Andy n'a pas démarré par où on démarre d'habitude. Ni par la périodisation, ni par les compétences façon manuel universitaire. Il est parti de la notion de talent elle-même. Pas seulement dans le sport : le talent au violon, au piano, à l'écriture. Sa question de fond : quelles sont les différences réelles, observables, entre quelqu'un qu'on dit talentueux et quelqu'un qu'on dit pas talentueux ?
Il la pose parce que sur le terrain, ça saute aux yeux. Tu reçois deux athlètes, quel que soit leur âge, et l'un paraît plus doué que l'autre. Que s'est-il passé pour que celui-là le soit et l'autre non ? La réponse intuitive du milieu : le talent est donné au départ, le reste suit. Andy observe l'inverse de ce qu'on raconte. Dans la pratique classique, le joueur étiqueté « pas talentueux » ne développe que rarement du talent. Au mieux il devient un athlète un peu guerrier, qui arrache des performances à l'énergie, sans construire grand-chose. Le joueur doué au départ, lui, avec moins d'effort et plus de facilité, finit par produire quelque chose d'équivalent ou de meilleur.
Le mot « talent » reste glissant. Il a l'air objectif, il est largement subjectif. Derrière, Andy place l'idée d'une compétence quasi naturelle, bâtie par tout un faisceau de choses : des intégrations faites de façon idéale tout au long de la vie, un contexte d'engagement favorable, quelques petites facilités sur le plan génétique. Le domaine reste en cours d'exploration, sans recherche figée. Mais c'est en étudiant ces contextes qu'on commence à comprendre pourquoi un joueur progresse et un autre non.
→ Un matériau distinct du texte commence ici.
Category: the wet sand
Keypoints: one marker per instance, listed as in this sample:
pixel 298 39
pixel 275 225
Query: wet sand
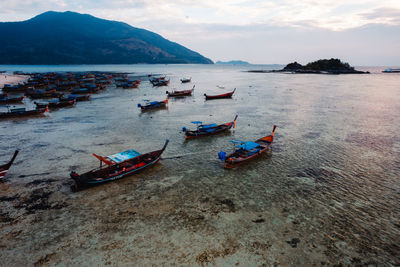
pixel 326 194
Le constat de terrain est clinique. Un joueur qui pratique trois fois par semaine pendant dix ou quinze ans vit quelques mois de franche progression au début, le temps de l'adaptation, puis se stabilise autour d'un niveau moyen. Et là, plus rien. Pendant des années. La vraie question d'Andy a longtemps été celle-là : pourquoi, pour eux, ça s'arrête ? Avec une intuition derrière : si je comprends pourquoi un joueur peut faire quinze ans sans évoluer, je vais peut-être aussi comprendre quels mécanismes font bouger les choses, et les font bouger plus vite chez certains.
La répétition robotique, voilà le cœur du problème. Mille lancers francs avant les vestiaires, on a tous entendu ce genre d'histoire dans le basket. Sauf que répéter un geste sans rien changer n'apprend rien, et peut même dégrader. Le corps reproduit ce qu'il sait déjà faire, exactement comme il le sait, et personne ne touche à ce qui produit le geste. Tu fais tourner la machine. Tu ne la reprogrammes pas.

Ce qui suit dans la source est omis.